Philadelphia

Mohamed Bourouissa, The City, 2016, gelatin silver print, spray paint, and lacquer on car metal plate and car body parts, 691/4x983⁄8x113/4".

Mohamed Bourouissa, The City, 2016, gelatin silver print, spray paint, and lacquer on car metal plate and car body parts, 691/4x983⁄8x113/4".

Mohamed Bourouissa

The Barnes Foundation

Mohamed Bourouissa, The City, 2016, gelatin silver print, spray paint, and lacquer on car metal plate and car body parts, 691/4x983⁄8x113/4".

Mohamed Bourouissa began his breakout series “Périphérique,” 2005–2009, after the riots that famously engulfed banlieues across France. Collaborating with friends and fellow inhabitants of the Paris suburbs he hails from, the artist created carefully staged tableaux vivants—borrowing compositional and lighting cues from paintings by the likes of Caravaggio, Delacroix, and Géricault—that captured eerie moments of undisclosed tension. By representing the viewpoint, lived experience, and urban milieu of the banlieues’ residents, Bourouissa’s depictions of and from the periphery did not alienate these people by objectifying them. In subsequent collaborations with marginalized communities and disenfranchised individuals, Bourouissa has continued to build and retain intimacy with his subjects, although his recent works, somewhat counterintuitively, rely on the latest photographic and imaging technology—from cell phone cameras to 3-D scanning and printing—to establish this rapport.

During an extended visit to Philadelphia in 2014, Bourouissa became interested in the Fletcher Street Urban Riding Club, an inner-city stable in the quaintly named northern neighborhood of Strawberry Mansion, where a group of black horsemen have created a safe haven and learning environment for local kids.
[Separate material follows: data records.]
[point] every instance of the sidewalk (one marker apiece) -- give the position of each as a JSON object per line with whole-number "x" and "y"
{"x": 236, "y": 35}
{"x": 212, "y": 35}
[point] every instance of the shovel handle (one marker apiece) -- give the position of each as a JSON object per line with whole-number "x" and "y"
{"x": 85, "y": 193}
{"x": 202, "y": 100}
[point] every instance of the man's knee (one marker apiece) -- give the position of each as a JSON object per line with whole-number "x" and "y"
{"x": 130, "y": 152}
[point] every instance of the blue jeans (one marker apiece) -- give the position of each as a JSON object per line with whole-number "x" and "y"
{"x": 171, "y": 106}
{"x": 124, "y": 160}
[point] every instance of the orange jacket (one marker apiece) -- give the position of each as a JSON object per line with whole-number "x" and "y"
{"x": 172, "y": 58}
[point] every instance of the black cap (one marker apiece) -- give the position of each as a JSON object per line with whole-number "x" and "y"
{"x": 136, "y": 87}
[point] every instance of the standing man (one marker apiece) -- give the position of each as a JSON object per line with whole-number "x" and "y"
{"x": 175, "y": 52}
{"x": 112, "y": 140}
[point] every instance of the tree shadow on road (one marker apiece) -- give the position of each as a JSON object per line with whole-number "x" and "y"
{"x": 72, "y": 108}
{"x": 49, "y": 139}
While the white cowboy features prominently as a romantic figure in the mythology of the American West, that stereotype obscures the fact that a great many working cowboys were actually black, Latino, and Native American; Bourouissa’s Fletcher Street project draws attention to a living residue of that repressed history. He spent eight months living among and getting to know the club’s members, finally collaborating with them on an equestrian competition that showcased the skills of the riders and their horses. For the event—dubbed a “horse tuning expo”—each animal wore an extravagant costume made by a local artist. In the current exhibition at the Barnes Foundation, many of these outfits are mounted, trophy-like, on a large wall plastered with copies of a flyer made to promote the event. Some are made with cleverly repurposed materials drawn from the neighborhood: a garland of jump ropes, a chain-mail blanket of recycled CDs, a cascade of metallic red and silver streamers. The event’s festive DIY style and curious title recall facets of other famous black inner-city celebrations, from the camp theatricality of Mardi Gras Indians to the macho showmanship of tricked-out car culture.
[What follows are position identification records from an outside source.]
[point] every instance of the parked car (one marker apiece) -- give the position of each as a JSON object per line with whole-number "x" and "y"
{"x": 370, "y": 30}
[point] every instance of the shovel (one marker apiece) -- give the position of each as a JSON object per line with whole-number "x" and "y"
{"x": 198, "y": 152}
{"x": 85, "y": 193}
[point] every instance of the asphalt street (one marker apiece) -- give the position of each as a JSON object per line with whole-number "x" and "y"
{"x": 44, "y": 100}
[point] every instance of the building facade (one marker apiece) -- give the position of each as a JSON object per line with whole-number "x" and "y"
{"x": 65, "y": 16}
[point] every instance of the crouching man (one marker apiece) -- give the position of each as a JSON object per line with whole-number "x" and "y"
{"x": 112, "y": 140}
Nearby, a horseshoe-shaped wooden enclosure, whose modest construction evokes that of stables, is filled with sketches and collages Bourouissa made during his stay in Philadelphia and after. One simply shows words copied from a neighborhood sign in a watery sepia: WE BUY/HOUSES/FAST/CASH, acknowledging the looming specter of gentrification. Others feature shots from classic westerns, their compositions carefully deconstructed, with faces casually obscured by colored pencil to allow for alternative racial projections. A ghostly white 3-D print of a rider’s head and shoulders sits atop a plinth made of compacted horse dung. These varied studies provide insight into Bourouissa’s process, as he experiments broadly to find an adequate formal language through which to valorize this unique community, always acutely aware of the risk of further alienating an already marginalized group by making a spectacle of their difference.

Projected in a darkened room behind the screen wall, the two-channel video Horse Day, 2015, juxtaposes footage of the expo with more intimate shots of the horsemen’s everyday lives in the lead-up to the event. Much of this has a documentary feel, but Bourouissa mixes up registers by including staged sequences such as a fast-paced montage in which a horseman and a green muscle car race through empty city streets. Viewed from two rows of repurposed car seats and employing an acoustic setup consisting of car speakers, the video’s installation emphasizes the analogy between these two urban pastimes. Bourouissa’s most elegant synthesis of these subcultures might, however, be the monumental, mostly wall-mounted sculptures in the final gallery of the exhibition. Here, the artist’s photographs of the horsemen are printed onto metal car parts that are assembled into large reliefs whose irregular, overlapping surfaces disrupt the flat picture plane and break out of the rectilinear structure of a traditional photograph. The black-and-white images in particular recall daguerreotypes or tintypes, their subjects floating like apparitions on their burnished metal substrates. Across all these media, the representation Bourouissa constructs remains provisional and propositional, never quite cohering into an authoritative image of either myth or reality.